I have spent many years looking at Mt Hutt without ever having been up there, so with David having access to the key of the road gate, this was not an opportunity to be missed.
Two carloads of us, nine people in all, plus an assortment of bikes, therefore drove up to the ski field car park. There was a bit of snow present, but not enough to cause any problems, and we gradually zigzagged our way up onto the upper slopes which were surprisingly devoid of any vegetation. Justine’s boy, Conan, was a reluctant starter, and mum had to spend a lot of time coaxing him along. My sister, Margaret, who lives in Tasmania was surprised at the broken nature of the under laying rock, so she spent a lot of time trying to keep her balance. (Tasmania consists of nice firm dolerite). Anyway, lunch was enjoyed at the top of the lift tow looking down onto the patchwork of farming of the Canterbury Plains. A perfect autumn day.

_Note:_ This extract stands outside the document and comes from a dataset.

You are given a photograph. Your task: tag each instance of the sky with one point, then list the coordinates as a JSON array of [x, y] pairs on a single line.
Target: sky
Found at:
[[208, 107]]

The summit was still away off to the northwest, so a short descent took us down onto the long summit ridge. Good views of the upper Rakaia from here, familiar territory for David from his mustering days. Towards the top the going was nasty-looking and steep, so most of us chickened out, but David was not perturbed, he just stuck his pole in, mustering style, and ascended the awkward gut, so he reached the actual summit. The return was without incident, and we reached the car park at about 4 o’clock. All was not over for some of the party, though. Christine, Justine and her three children donned biking gear, and pedalled (or freewheeled) down the road, with the cars following behind to pick up the pieces where necessary.
This trip was performed in the nick of time, as a few days later there was heavy rain and snow, that would have fouled things up.
Those present, David, Christine, Catherine, Justine and three children, Margaret and Robert.
Looking down the Rakaia River, Banks Peninsula in Background.